Quelque 20% du Golfe du Saint-Laurent sont englacés. La situation est relativement meilleure que les années précédentes, marquées par des absences de glace record. Plusieurs autres signes encourageants viennent des eaux profondes moins chaudes et plus oxygénées que dans le passé.
«Ce ne sera pas une grosse année de glace, on sera vraisemblablement sous la normale, mais on a dépassé le seuil d’une année libre de glace», affirme le chercheur en océanographie physique pour Pêches et Océans Canada, Peter Galbraith.
D’après les derniers relevés océanographiques réalisés par le scientifique, quelque 10 km³ de glace de plus de 5 centimètres d’épaisseur recouvrent le Golfe du Saint-Laurent. Autrement dit, 20% du Golfe sont pris dans la banquise.
«Il y en a sur une bonne superficie, mais la glace reste très mince et très fragile. Elle fait en moyenne autour de 10 centimètres d’épaisseur», relève Peter Galbraith.
La situation est donc relativement meilleure que l’an dernier. 2024 avait fracassé les records avec le plus faible couvert de glace jamais observé depuis 1969.
Un froid «trop tardif»
Cette année, l’intégralité de l’estuaire est englacé, de même que la baie des Chaleurs et la péninsule de la Gaspésie jusqu’à l’île d’Anticosti.

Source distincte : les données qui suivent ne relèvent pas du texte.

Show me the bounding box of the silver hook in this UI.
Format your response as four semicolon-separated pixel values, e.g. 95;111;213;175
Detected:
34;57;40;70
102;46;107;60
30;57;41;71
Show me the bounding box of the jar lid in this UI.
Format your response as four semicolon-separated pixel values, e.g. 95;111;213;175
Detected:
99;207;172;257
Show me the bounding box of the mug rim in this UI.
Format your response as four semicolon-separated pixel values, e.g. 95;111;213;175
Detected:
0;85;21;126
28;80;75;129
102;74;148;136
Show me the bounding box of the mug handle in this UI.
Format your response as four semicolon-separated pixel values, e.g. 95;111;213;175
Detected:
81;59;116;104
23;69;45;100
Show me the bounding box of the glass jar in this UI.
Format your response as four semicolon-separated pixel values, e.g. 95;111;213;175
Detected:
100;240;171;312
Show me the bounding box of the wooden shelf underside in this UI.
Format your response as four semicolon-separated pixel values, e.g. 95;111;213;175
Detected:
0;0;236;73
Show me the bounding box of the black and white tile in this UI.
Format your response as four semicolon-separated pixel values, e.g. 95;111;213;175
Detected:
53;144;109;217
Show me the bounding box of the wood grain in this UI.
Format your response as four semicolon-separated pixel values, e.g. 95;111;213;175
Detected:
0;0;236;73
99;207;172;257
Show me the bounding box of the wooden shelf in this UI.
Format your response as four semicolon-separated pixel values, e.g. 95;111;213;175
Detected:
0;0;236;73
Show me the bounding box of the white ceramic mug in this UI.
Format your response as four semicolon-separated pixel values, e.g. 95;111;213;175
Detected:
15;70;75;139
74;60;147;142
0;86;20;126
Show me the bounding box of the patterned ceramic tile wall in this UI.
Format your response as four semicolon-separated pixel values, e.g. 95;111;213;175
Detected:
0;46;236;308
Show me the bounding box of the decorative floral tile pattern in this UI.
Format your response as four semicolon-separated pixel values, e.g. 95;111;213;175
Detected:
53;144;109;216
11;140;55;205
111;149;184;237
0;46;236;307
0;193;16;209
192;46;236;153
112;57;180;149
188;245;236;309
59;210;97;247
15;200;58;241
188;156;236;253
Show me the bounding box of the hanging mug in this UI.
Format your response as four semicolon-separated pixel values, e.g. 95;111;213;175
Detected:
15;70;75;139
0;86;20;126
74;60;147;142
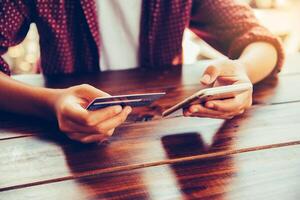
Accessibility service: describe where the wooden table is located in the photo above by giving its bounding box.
[0,55,300,200]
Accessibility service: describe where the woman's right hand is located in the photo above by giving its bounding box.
[54,84,132,143]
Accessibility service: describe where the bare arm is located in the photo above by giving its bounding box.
[0,72,59,118]
[0,72,131,143]
[238,42,278,84]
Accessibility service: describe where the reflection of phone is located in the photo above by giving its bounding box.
[162,83,252,117]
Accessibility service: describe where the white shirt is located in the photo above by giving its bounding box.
[96,0,142,71]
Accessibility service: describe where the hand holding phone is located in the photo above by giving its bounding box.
[162,83,252,117]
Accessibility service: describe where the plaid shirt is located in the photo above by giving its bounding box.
[0,0,283,74]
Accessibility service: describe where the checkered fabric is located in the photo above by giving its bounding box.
[0,0,284,74]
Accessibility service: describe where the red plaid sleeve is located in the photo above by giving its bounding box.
[0,0,30,74]
[190,0,284,72]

L’Île-du-Prince-Édouard est également entourée de banquise. En revanche, le reste du Golfe demeure à l’eau libre.
Autour de l’Î.-P.-É., la faible profondeur de l’eau explique la formation de glace beaucoup «plus rapide et plus facile», selon Peter Galbraith.
«En revanche, les températures de l’eau sont largement supérieures au point de congélation dans la plupart des zones, il reste beaucoup trop de chaleur pour que la glace se forme», explique l’océanographe.
Le point de congélation de l’eau salée est d’environ -1,9 °C comparativement à 0 °C pour l’eau douce.
Les récents froids n’auront donc pas suffi à emprisonner le Golfe dans sa traditionnelle couverture glacée. «Ça a été trop tardif, le froid n’est vraiment arrivé dans la région qu’en février», observe Peter Galbraith.
Autre signe encourageant, la température des eaux profondes a légèrement baissé. Un pic de température avait été observé en 2022, mais depuis 2023, les chercheurs notent un léger refroidissement.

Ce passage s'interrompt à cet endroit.